In first person… Helping Cuban synagogue

Earlier this year, my family accompanied my brother's jazz band on a trip to Havana. When I first heard that we would be traveling to Cuba, I did research into the Jewish community there. I came in contact with a woman here in Berkeley, June Safran, who runs the Cuba American Jewish Mission, which collects and distributes Jewish ritual items and medical supplies for three synagogues in Cuba's capital. I decided that his would be a perfect mitzvah project in preparation for my bat mitzvah at Temple Beth El.

I sent out letters explaining this mitzvah, and got a wonderful response. With the help of family, friends and a generous donation from Cantor Brian Reich, I raised $6 short of $1,000. I bought 18 tallitot, eight Spanish-Hebrew chumashim, 65 Judaic magnets for the senior simcha group, 100 alef-bet pencils for the religious school, and six mizrachim for people to hang in their homes so they know in which direction to pray.

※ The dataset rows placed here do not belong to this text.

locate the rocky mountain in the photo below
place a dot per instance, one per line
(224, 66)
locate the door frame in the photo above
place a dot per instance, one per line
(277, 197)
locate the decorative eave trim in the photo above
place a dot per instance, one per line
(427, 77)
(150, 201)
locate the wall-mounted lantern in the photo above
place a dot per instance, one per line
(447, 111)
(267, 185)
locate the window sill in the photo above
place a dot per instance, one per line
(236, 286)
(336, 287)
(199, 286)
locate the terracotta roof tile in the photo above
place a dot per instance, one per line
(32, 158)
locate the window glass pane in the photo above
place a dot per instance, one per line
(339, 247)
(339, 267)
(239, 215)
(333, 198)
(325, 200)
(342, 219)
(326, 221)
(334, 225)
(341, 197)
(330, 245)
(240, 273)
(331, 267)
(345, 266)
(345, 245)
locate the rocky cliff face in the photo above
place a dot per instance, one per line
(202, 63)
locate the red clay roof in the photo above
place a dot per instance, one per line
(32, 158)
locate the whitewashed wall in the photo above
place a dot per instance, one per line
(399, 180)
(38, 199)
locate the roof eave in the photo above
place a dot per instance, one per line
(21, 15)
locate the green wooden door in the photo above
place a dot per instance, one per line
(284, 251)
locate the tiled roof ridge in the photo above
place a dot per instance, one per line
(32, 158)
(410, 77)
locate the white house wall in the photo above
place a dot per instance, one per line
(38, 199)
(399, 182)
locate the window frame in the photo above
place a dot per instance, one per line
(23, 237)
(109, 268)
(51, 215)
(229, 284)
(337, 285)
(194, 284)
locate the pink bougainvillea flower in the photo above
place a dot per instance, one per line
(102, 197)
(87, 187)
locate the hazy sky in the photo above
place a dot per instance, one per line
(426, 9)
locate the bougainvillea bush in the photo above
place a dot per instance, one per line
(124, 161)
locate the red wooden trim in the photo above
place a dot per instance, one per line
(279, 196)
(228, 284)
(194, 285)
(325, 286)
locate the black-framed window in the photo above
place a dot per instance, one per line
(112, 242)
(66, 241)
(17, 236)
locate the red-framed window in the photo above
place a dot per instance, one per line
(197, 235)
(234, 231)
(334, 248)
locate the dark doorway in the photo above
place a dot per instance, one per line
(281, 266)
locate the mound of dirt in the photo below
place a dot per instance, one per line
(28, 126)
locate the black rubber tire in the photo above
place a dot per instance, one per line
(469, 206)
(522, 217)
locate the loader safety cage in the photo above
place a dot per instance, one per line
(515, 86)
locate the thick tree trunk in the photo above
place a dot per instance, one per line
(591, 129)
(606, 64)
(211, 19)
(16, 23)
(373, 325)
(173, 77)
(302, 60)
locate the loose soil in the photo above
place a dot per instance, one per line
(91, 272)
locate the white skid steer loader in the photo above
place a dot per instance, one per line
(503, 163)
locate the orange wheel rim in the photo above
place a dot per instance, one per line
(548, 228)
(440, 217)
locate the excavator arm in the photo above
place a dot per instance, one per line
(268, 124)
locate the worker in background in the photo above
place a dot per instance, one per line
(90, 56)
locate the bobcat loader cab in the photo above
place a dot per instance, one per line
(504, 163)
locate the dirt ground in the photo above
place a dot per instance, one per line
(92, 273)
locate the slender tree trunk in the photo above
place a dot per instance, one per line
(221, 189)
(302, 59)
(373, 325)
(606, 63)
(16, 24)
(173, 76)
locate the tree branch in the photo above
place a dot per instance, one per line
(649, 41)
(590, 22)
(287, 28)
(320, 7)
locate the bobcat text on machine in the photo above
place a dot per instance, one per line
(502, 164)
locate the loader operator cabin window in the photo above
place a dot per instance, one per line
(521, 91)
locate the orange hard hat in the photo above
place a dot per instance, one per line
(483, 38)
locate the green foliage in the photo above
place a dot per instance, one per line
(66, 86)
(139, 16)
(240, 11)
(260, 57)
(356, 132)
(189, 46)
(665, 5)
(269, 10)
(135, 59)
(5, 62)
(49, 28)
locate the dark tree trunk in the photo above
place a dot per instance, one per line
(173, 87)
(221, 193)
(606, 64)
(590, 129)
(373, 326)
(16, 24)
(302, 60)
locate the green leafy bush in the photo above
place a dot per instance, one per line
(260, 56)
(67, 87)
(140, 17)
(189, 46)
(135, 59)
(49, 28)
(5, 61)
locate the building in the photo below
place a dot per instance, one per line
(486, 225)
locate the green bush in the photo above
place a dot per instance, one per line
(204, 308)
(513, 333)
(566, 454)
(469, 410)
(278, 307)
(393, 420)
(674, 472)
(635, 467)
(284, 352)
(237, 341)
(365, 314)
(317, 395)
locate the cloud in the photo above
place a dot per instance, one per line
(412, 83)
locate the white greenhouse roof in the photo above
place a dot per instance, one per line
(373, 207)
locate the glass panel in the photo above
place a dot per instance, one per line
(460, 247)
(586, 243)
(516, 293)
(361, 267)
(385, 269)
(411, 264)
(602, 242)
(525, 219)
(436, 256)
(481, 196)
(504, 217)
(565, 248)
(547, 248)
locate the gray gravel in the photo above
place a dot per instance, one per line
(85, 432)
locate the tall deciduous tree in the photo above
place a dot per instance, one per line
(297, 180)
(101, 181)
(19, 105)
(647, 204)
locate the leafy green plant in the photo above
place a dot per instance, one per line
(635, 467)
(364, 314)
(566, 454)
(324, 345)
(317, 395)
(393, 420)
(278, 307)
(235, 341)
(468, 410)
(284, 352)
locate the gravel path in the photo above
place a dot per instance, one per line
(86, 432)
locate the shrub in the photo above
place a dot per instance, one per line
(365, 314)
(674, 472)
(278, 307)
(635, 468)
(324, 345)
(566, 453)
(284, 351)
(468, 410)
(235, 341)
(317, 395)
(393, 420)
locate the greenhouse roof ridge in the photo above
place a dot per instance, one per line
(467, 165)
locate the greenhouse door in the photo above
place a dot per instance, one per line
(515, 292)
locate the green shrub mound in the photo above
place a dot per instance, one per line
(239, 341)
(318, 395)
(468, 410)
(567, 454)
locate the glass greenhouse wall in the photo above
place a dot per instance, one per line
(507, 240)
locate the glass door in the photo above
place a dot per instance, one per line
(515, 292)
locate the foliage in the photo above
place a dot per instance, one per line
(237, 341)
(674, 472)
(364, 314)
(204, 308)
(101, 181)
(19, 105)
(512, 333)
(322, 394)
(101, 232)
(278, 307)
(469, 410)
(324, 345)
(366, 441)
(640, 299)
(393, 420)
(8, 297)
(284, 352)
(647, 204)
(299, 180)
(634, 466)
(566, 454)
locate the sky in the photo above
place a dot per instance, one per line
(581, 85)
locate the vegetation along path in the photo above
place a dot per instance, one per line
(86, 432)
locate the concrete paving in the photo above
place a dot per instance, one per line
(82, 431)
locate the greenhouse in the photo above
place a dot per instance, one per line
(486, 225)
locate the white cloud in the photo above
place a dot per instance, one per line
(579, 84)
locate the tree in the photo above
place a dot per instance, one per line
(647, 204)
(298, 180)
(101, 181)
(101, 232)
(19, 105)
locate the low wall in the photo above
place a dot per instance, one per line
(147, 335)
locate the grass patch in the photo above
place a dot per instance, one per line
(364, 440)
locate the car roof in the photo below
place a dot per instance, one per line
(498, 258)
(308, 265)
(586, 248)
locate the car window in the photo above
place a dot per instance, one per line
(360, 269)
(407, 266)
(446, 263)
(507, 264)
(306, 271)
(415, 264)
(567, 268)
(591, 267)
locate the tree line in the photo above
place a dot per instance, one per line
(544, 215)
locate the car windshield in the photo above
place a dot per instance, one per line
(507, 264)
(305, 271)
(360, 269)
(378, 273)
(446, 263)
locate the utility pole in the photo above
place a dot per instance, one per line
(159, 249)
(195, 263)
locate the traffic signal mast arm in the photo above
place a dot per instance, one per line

I also brought 40-plus pounds of medical supplies donated by doctors and dentists in our community.

I delivered the supplies to El Patronato, a Conservative, Ashkenazi congregation. It is the largest congregation in Cuba and has a newly refurbished sanctuary. When we attended Shabbat morning services there, I could see that the people were not well off. Poverty floated through the air and hid in the depths of the people's shame. I knew that all of the supplies were desperately needed and would be well-used.